Her home was in San Francisco, but she spent the summer months with her husband at Karluk.
We were taken ashore in a boat and were most hospitably received in her comfortable home.
About two o 'clock in the afternoon we boarded a barge and were towed by a very small, but exceedingly noisy, launch up the Karluk River to the hatcheries, which are maintained by the Alaska Packers Association.
It was one of those soft, cloudy afternoons when the coloring is all in pearl and violet tones, and the air was sweet with rain that did not fall. The little make-believe river is very narrow, and so shallow that we were constantly in danger of running aground. We tacked from one side of the stream to the other, as the great steamers do on the Yukon.
On this little pearly voyage, a man who accompanied us told a story which clings to the memory.
"Talk about your big world," said he. "You think it 'u'd be easy to hide yourself up in this God-forgotten place, don't you? Just let me tell you a story. A man come up here a few years ago and went to work. He never did much talkin'. If you ast him a question about hisself or where he come from, he shut up like a steel trap with a rat in it. He was a nice-lookin' man, too, an' he had an education an' kind of nice clean ways with him. He built a little cabin, an' he didn't go 'out' in winter, like the rest of us. He stayed here at Karluk an' looked after things.

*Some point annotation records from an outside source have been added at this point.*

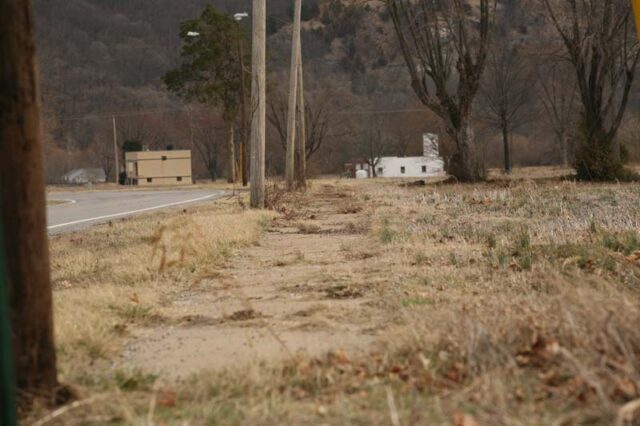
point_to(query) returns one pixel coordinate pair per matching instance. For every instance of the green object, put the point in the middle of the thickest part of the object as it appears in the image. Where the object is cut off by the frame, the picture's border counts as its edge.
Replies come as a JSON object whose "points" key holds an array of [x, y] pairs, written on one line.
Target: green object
{"points": [[8, 414]]}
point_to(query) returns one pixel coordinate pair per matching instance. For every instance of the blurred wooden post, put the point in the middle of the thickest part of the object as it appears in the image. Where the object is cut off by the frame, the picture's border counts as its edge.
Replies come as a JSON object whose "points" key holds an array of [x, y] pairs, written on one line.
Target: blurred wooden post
{"points": [[22, 197], [258, 103], [8, 414], [115, 151], [293, 84], [636, 12]]}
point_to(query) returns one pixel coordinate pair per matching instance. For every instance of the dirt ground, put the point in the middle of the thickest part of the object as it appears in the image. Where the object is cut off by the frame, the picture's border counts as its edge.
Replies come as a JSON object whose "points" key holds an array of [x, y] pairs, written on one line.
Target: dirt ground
{"points": [[292, 293], [371, 302]]}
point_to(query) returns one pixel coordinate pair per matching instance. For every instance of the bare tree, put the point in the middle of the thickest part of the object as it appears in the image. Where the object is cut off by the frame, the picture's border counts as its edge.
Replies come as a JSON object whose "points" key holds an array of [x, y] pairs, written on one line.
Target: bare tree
{"points": [[558, 95], [258, 103], [208, 146], [321, 118], [601, 45], [22, 189], [444, 43], [506, 92]]}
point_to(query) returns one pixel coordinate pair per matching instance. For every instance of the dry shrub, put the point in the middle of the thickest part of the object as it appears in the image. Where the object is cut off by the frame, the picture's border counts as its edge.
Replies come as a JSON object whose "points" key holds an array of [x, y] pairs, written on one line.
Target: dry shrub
{"points": [[113, 277]]}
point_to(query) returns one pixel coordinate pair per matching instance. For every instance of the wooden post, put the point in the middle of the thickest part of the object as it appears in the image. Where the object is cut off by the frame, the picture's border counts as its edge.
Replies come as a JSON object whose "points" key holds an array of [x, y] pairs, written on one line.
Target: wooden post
{"points": [[302, 139], [258, 103], [231, 154], [293, 83], [244, 124], [115, 150], [22, 197], [636, 12]]}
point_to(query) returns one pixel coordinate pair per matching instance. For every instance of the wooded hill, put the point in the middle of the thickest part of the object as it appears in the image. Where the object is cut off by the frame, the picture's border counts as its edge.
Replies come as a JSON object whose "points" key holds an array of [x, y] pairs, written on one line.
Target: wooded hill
{"points": [[99, 57]]}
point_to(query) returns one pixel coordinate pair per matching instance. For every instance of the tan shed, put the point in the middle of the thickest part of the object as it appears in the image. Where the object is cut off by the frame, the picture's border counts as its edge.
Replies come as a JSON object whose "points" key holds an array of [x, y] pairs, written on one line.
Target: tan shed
{"points": [[151, 168]]}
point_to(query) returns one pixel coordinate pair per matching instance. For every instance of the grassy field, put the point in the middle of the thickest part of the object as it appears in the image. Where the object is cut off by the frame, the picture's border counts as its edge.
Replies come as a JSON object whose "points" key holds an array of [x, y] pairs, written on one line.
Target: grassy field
{"points": [[513, 302]]}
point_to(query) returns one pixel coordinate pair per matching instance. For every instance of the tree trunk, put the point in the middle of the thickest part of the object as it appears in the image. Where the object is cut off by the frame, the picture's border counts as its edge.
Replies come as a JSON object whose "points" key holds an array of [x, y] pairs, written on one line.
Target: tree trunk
{"points": [[507, 149], [245, 125], [293, 85], [301, 160], [565, 148], [22, 200], [596, 157], [465, 164], [258, 103], [231, 173]]}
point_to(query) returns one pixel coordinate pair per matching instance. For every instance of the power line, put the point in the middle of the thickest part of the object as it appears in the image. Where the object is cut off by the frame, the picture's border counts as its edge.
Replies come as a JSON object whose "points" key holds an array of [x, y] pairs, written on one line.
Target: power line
{"points": [[126, 114]]}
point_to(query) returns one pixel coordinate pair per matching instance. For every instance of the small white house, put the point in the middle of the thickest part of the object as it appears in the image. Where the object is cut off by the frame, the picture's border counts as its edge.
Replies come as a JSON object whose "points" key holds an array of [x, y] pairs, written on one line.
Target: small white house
{"points": [[82, 176], [430, 164]]}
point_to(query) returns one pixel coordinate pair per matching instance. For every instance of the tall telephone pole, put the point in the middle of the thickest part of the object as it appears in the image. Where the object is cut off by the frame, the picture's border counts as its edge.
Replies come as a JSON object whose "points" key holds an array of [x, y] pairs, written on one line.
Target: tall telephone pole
{"points": [[22, 189], [245, 130], [293, 84], [258, 103], [115, 151], [301, 168]]}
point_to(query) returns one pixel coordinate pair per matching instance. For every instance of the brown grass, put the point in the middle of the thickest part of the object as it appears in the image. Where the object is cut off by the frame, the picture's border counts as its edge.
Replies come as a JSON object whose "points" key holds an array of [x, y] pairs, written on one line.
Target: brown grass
{"points": [[117, 276], [514, 302]]}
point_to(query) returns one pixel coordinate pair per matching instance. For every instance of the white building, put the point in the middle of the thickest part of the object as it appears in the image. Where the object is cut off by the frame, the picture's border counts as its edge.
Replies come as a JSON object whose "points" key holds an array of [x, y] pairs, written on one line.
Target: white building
{"points": [[430, 164]]}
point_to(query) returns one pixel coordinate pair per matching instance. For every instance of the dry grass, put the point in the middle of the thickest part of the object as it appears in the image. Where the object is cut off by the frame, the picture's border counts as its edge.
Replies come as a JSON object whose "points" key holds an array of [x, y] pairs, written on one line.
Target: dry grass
{"points": [[509, 303], [121, 275]]}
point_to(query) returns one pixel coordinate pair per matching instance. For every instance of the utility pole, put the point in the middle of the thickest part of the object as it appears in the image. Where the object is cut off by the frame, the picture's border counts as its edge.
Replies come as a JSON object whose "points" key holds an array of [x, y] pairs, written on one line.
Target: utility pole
{"points": [[258, 102], [26, 276], [243, 89], [245, 130], [302, 138], [293, 80], [115, 151]]}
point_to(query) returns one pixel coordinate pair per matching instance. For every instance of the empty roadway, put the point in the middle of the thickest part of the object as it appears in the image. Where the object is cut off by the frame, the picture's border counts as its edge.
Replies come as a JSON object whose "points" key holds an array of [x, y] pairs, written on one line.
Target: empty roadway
{"points": [[74, 211]]}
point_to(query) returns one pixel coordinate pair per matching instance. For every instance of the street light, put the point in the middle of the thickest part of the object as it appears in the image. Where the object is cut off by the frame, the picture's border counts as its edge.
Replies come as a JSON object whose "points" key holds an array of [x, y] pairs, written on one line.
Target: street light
{"points": [[245, 127]]}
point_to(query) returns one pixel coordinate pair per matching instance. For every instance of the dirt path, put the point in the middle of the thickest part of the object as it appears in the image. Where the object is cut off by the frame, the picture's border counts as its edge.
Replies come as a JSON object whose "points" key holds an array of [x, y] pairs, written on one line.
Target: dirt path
{"points": [[309, 286]]}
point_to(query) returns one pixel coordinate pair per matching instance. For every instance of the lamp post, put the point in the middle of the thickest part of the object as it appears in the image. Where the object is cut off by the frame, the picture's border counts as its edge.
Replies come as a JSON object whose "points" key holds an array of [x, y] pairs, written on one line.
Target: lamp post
{"points": [[245, 134]]}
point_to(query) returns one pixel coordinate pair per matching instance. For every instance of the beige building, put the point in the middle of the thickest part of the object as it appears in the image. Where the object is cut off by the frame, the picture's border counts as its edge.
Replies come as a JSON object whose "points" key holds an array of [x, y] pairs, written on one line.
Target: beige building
{"points": [[150, 168]]}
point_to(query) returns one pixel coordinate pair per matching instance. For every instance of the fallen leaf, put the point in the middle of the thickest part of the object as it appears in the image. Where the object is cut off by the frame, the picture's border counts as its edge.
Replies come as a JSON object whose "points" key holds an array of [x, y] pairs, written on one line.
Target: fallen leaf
{"points": [[464, 419], [167, 398]]}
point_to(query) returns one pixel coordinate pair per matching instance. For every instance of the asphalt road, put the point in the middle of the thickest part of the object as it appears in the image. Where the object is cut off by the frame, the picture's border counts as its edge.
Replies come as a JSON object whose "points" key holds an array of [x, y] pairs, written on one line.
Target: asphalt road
{"points": [[75, 211]]}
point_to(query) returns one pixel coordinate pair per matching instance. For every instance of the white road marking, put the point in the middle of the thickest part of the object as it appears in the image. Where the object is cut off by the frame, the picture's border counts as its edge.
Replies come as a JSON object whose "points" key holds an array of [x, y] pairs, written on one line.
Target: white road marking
{"points": [[63, 201], [111, 216]]}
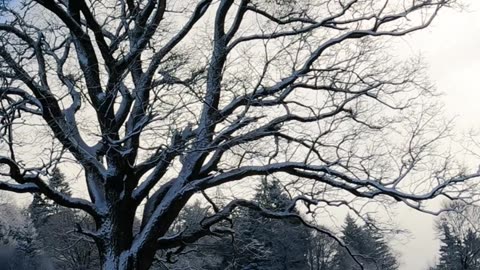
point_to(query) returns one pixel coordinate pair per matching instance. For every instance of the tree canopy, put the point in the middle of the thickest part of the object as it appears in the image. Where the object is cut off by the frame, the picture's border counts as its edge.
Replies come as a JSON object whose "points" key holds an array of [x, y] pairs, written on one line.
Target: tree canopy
{"points": [[156, 102]]}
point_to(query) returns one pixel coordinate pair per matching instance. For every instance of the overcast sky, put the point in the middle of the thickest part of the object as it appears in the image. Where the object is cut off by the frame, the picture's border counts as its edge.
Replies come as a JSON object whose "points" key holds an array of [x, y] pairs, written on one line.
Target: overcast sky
{"points": [[451, 48]]}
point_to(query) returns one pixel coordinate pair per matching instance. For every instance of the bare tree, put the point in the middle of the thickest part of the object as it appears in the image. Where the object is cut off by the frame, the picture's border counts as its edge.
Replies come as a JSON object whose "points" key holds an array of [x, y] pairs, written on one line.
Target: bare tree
{"points": [[159, 100]]}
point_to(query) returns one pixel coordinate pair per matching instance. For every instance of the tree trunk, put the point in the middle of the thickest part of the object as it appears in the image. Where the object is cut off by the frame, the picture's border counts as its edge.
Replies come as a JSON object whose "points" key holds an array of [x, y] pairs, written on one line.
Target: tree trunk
{"points": [[115, 243]]}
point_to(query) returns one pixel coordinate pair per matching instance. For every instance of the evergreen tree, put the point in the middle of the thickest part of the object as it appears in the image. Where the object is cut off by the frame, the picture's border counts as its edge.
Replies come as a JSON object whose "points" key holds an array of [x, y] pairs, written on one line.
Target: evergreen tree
{"points": [[266, 243], [459, 252], [367, 245]]}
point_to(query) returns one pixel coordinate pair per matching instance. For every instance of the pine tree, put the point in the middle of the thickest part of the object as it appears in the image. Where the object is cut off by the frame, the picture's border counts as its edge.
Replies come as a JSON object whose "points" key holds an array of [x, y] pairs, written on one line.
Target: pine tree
{"points": [[368, 246], [459, 252], [265, 243]]}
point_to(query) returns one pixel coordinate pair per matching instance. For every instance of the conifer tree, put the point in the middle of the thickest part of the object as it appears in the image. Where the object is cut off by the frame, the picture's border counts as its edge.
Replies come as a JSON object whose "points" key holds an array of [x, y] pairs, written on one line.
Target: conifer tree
{"points": [[368, 246]]}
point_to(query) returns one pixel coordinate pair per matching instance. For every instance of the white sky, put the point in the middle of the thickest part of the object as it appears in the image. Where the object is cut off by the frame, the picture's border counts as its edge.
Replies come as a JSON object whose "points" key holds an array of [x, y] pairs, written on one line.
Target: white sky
{"points": [[451, 48]]}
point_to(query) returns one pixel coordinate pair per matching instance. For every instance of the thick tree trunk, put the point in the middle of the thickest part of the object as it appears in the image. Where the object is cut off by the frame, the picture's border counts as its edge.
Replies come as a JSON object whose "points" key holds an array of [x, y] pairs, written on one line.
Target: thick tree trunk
{"points": [[115, 243]]}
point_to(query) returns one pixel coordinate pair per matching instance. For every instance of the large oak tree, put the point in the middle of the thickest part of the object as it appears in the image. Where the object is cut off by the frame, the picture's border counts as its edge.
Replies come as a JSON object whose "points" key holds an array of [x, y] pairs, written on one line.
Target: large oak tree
{"points": [[156, 101]]}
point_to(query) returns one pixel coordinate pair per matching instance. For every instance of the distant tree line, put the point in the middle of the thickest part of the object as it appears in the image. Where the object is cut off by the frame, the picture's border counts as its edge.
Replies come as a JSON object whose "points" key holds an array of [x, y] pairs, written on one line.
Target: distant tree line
{"points": [[41, 236], [259, 242]]}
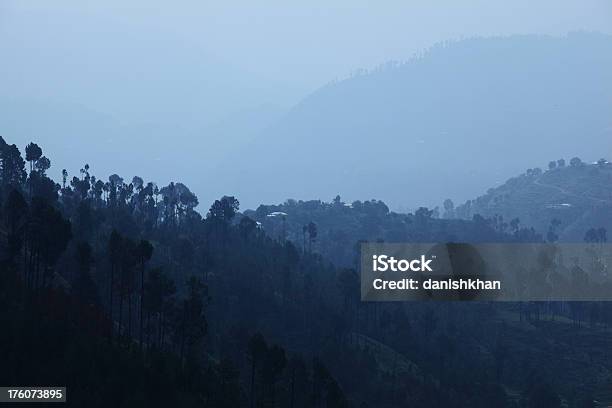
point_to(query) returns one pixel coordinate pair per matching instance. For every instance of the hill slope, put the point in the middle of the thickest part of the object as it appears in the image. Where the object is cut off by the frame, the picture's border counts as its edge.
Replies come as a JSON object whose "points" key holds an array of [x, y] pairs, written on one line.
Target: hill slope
{"points": [[579, 196], [461, 117]]}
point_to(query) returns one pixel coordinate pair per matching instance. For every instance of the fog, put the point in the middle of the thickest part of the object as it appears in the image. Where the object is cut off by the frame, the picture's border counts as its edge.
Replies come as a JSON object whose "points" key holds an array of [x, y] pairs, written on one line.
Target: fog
{"points": [[147, 81]]}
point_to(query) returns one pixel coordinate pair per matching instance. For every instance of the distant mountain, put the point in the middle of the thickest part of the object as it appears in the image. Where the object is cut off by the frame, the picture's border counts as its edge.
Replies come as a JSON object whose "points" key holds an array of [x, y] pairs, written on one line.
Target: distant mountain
{"points": [[579, 196], [461, 117]]}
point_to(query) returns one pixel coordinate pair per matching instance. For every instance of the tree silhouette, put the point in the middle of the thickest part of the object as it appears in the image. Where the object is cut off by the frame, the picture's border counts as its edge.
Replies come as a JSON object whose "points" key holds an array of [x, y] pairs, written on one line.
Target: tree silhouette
{"points": [[144, 253]]}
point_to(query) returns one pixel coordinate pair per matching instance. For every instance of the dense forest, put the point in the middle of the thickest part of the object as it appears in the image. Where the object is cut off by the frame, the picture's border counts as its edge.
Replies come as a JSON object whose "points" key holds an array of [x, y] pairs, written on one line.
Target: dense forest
{"points": [[122, 291], [574, 195]]}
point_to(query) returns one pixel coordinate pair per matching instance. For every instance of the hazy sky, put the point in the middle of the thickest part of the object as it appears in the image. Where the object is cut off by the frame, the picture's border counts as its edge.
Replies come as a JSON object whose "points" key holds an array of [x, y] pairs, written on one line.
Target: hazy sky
{"points": [[141, 80], [270, 51]]}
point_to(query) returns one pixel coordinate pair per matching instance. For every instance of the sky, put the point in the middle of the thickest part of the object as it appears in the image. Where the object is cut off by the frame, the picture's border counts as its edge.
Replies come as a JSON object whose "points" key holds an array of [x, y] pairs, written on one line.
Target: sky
{"points": [[264, 52], [158, 72]]}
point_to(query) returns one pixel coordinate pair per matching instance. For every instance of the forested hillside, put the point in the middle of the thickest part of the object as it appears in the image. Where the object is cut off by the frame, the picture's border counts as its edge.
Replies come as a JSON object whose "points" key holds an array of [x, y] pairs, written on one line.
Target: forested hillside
{"points": [[568, 199], [450, 122], [334, 229], [120, 290]]}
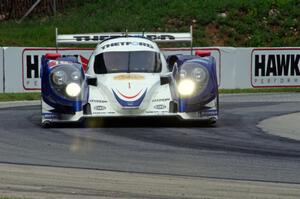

"Well, after one-two year a good-lookin' young woman come up here—an' jiminy-cricket! He fell in love with her like greased lightnin' an' married her in no time. I God, but that man was happy. He acted like a plumb fool over that woman. After while they had a baby—an' then he acted like two plumb fools in one. I ain't got any wife an' babies myself an' I God! it ust to make me feel queer in my throat.
"Well, one summer the superintendent's wife brought up a woman to keep house for her. She was a white, sad-faced-lookin' woman, an' when she had a little time to rest she ust to climb up on the hill an' set there alone, watchin' the sea-gulls. I've seen her set there two hours of a Sunday without movin'. Maybe she'd be settin' there now if I hadn't gone and put my foot clean in it, as usual.
"I got kind of sorry for her, an' you may shoot me dead for a fool, but one day I ast her why she didn't walk around the bay an' set a spell with the other woman.
"'I don't care much for women,' she says, never changin' countenance, but just starin' out across the bay.